Nomadisme médical : comportement de certains patients qui multiplient les consultations chez des praticiens différents au sujet d’une même pathologie. En 2024, l’expression prend un tout autre sens au centre d’imagerie médicale Olympe Imagerie d’Antony (Hauts-de-Seine), dans la proche banlieue sud de Paris. Nomadisme médical : déplacements de plus en plus fréquents et longs auxquels sont contraints les patients par temps de désertification médicale.

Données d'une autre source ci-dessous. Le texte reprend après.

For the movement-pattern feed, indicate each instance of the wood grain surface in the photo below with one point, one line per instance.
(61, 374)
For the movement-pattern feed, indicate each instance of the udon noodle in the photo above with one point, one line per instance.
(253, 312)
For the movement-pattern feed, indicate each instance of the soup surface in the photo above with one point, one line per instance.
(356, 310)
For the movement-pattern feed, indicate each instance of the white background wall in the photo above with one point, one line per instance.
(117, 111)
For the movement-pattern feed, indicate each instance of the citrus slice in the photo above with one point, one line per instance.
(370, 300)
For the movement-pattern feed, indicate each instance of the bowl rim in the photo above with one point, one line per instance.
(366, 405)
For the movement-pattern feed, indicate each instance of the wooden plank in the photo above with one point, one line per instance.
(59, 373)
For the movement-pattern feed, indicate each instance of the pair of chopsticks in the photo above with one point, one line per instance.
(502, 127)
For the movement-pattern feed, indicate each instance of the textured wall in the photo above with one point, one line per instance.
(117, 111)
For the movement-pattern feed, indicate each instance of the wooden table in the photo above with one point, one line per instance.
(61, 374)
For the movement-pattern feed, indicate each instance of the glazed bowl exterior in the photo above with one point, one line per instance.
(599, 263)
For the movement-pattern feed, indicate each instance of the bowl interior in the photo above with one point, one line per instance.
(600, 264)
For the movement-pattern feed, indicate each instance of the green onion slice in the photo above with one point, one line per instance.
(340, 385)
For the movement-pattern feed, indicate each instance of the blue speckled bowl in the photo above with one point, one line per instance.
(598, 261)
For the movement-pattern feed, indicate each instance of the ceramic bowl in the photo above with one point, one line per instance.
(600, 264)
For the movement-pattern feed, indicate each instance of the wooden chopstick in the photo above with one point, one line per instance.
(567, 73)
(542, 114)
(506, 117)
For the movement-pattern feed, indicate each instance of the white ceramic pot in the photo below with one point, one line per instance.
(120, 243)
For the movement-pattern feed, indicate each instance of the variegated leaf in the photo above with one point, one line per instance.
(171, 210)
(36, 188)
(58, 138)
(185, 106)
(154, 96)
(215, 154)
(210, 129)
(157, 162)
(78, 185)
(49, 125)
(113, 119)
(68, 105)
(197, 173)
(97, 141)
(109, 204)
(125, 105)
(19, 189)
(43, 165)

Voiture garée face au sas d’accès du centre, ticket numéroté bien en main, certains de ceux qui patientent sur les alignements de sièges de la vaste salle d’attente ont parcouru des centaines de kilomètres. Ce jeudi de fin d’hiver, ils ont fait la route depuis Blois (Loir-et-Cher), Orléans (Loiret), Chartes (Eure-et-Loir) ou Sens (Yonne), ils ont grimpé dans un train à Rennes (Ille-et-Vilaine), Nantes (Loire-Atlantique), Niort (Deux-Sèvres), Tours (Indre-et-Loire) ou Poitiers (Vienne). « Certains arrivent même en avion depuis Toulouse, en passant par Orly, sait le docteur Sébastien Tavolaro, radiologue. Ils passent une semaine médicale en région parisienne, enchaînent examens et rendez-vous chez divers spécialistes… »

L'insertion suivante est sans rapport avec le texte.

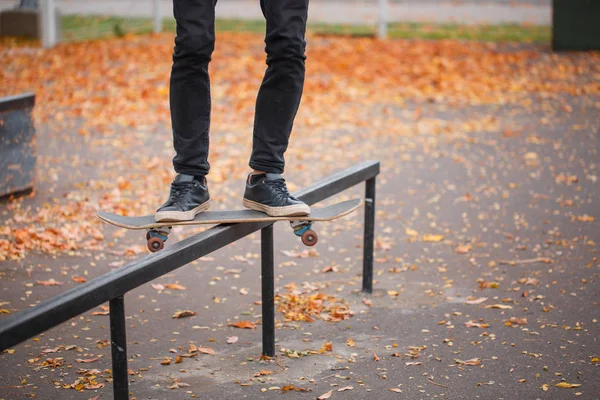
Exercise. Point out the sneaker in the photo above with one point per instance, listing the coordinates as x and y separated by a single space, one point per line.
268 193
188 198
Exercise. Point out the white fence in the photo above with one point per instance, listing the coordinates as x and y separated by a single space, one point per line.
86 19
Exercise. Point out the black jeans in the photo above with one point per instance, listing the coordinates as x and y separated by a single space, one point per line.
278 97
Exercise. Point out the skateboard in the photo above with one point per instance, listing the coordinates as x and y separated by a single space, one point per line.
157 232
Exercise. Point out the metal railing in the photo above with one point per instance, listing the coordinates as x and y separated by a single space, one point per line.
114 285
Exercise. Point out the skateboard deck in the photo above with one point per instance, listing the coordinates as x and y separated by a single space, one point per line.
158 231
230 217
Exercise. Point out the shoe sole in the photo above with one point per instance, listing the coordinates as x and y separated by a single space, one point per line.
176 216
287 211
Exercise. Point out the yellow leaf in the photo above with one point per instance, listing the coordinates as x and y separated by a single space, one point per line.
432 238
500 306
411 232
567 385
174 286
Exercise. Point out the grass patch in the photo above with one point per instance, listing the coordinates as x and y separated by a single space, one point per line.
76 27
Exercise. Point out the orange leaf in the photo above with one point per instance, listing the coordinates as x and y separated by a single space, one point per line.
50 282
242 324
174 286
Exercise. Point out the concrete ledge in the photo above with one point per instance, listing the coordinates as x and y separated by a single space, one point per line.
17 144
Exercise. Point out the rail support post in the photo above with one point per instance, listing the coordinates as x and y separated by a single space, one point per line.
369 236
268 290
118 344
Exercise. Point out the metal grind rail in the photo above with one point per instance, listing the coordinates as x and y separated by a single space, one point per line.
113 285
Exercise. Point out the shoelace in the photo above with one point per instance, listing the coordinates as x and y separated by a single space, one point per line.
179 189
279 187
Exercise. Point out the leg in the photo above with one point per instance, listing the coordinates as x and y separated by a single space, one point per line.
281 90
190 84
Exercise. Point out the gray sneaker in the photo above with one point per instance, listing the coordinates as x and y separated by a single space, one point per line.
268 193
188 197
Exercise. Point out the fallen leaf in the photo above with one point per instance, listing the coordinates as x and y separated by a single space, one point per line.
476 301
327 346
499 306
411 232
184 313
566 385
473 324
174 286
432 238
232 339
166 361
87 360
463 249
50 282
263 372
242 324
472 362
206 350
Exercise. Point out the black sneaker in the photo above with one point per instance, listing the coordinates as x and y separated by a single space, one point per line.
188 197
268 193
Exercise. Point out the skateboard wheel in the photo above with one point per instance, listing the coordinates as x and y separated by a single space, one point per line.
310 238
155 244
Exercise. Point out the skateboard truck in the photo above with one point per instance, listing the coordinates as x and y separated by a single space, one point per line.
303 229
157 237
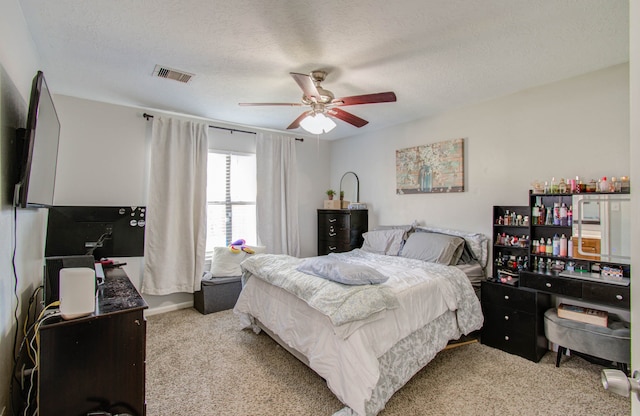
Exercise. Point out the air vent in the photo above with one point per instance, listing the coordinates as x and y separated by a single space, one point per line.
164 72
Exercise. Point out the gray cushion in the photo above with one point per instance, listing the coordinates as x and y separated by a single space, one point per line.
387 241
341 272
433 247
611 343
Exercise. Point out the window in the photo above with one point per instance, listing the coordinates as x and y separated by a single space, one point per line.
231 199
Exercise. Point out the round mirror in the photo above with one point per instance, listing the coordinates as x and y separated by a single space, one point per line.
350 185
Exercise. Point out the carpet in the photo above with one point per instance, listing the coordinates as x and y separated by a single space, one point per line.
206 365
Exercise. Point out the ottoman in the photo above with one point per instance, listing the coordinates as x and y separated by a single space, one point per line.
217 294
612 343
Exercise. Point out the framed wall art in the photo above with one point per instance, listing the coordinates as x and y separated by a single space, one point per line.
431 168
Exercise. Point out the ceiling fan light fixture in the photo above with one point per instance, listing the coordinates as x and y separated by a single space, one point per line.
317 123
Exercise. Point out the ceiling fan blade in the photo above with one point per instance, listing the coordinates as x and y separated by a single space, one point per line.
296 123
281 104
348 117
305 82
381 97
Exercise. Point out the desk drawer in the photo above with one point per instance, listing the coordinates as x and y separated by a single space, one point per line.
613 295
551 284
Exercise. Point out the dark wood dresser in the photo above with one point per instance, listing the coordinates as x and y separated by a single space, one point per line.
96 363
341 230
513 319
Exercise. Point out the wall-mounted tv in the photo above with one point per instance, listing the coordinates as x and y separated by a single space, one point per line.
98 231
38 149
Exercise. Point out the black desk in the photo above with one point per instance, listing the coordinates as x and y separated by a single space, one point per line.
588 291
96 362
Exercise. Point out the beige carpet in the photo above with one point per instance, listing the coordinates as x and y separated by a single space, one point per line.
206 365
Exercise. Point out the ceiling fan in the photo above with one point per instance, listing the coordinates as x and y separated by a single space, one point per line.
324 104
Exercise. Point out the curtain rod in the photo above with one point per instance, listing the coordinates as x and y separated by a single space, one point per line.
148 116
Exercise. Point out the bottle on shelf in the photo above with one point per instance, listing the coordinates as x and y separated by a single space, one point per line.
556 245
570 247
562 186
604 184
563 214
563 246
556 213
549 217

« Les patients viennent de plus en plus loin, au fur et à mesure des années. Pas seulement pour des IRM, même pour des échographies, complète son confrère et associé, le docteur Alexandre Schull ; 10 % de notre patientèle vit en région Centre-Val de Loire. Ce n’est pas acceptable d’attendre trois mois une IRM à Nantes pour une suspicion de métastases cérébrales ! Nous recevons des gens inquiets qui sont bien contents de passer à 23 heures… » Car pour absorber davantage de patients (230 000 en 2023) et faciliter leurs déplacements routiers, le centre de radiologie est désormais ouvert soirs, week-ends et nuits – quatre par semaine, avec dépassement d’honoraires induit. Les radiologues d’Antony, aux premières loges, observent le tourisme médical (imposé) des Français en France.
Un rendez-vous à minuit
Six millions d’entre eux sont dépourvus de médecin traitant. Dans une quarantaine de départements, l’on recense moins de quarante praticiens (toutes spécialités confondues) pour 100 000 habitants. Indice du vieillissement de la population, mais aussi des distances qui s’étirent entre domicile et médecins : 6 milliards d’euros de frais de transport sanitaires ont été remboursés, sous certaines conditions, par l’Assurance-maladie en 2023, contre 4 milliards en 2012. Une goutte d’eau dans l’océan des déplacements de santé qu’impose un maillage sanitaire distendu.